Face à la crise du logement et au problème de mobilité des jeunes pour chercher un emploi ou faire leurs études, le préfet de la Haute-Saône, Romain Royet, est, lui, en train de déployer un outil de l’ANCT (« Espace sur demande » ) dans le but de mettre en relation les jeunes de son département en « activant » le parc de logements classiques mais aussi des hébergements chez l’habitant.
« Difficilement accessible » aux petites communes
Les représentants de l’ANCT ont également mis en avant le déploiement de grands programmes nationaux pour les territoires défavorisés, urbains, ruraux ou montagnards avec « le triplement » de la couverture de la fibre « ces dernières années », 244 communes accompagnées par Actions coeur de ville et 1 600 par Petites villes demain, sans compter les près de 3 000 villages d’avenir et la création de 208 cités éducatives.
« Tous ces chiffres attestent de l’efficacité de l’action portée par l’ANCT », aux yeux du président de l’agence qui estime dorénavant agir « dans la quasi-totalité des territoires ».
Pas tout à fait la perception de la délégation aux collectivités territoriales du Sénat qui, dans un deuxième bilan publié il y a un mois, relativisait ces dernières statistiques. Tout en reconnaissant que la moitié de ses recommandations publiées en 2023 ont déjà été « suivies d’effets ».
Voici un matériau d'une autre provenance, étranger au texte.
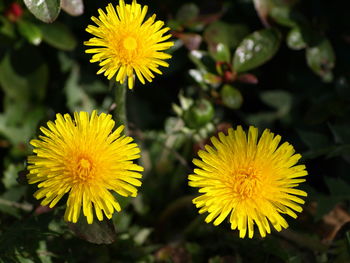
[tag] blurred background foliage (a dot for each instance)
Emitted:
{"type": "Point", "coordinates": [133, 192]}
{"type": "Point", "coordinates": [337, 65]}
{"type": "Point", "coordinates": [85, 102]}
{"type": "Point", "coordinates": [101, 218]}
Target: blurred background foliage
{"type": "Point", "coordinates": [278, 64]}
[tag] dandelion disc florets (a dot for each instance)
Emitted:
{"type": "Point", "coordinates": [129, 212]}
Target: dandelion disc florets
{"type": "Point", "coordinates": [84, 158]}
{"type": "Point", "coordinates": [125, 45]}
{"type": "Point", "coordinates": [250, 181]}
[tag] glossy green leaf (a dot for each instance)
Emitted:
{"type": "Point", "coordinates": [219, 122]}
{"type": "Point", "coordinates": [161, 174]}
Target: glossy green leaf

Si des progrès ont donc bien été constatés en matière de rapprochement de l’agence avec les élus locaux ainsi que de remobilisation des préfets, « l’offre de l’agence bénéficie toujours à un nombre réduit de collectivités et peine à atteindre les élus des communes de petite taille », affirment ainsi ces rapporteures, celles-ci estimant que « le nombre de collectivités soutenues reste modeste, en rapport avec le budget de l’agence qui représente environ 200 millions d’euros » et le nombre de communes et d’EPCI français.
Et bien que l’agence ait amélioré son offre d’ingénierie et organisé de « nombreux forums locaux d’ingénierie », les sénatrices considèrent qu’elle « contribue très peu à renforcer les acteurs de l’ingénierie locale ». Les montages permettant le soutien direct à des structures locales sont ainsi « encore trop rares », selon elles alors même que « l’accès au marché d’ingénierie nationale de l’ANCT reste difficile pour les petites structures, sauf à se constituer en groupements ».
Alors que la ministre des Comptes publics, Amélie de Montchalin, a annoncé vouloir regrouper certaines agences et opérateurs de l’État pour réaliser 2 à 3 milliards d’euros d’économies d’ici 2027 (des rapprochements qui pourraient concerner l’ANCT), les rapporteures ont par avance réclamé « la pérennisation des crédits de l’agence face au contexte budgétaire contraint ».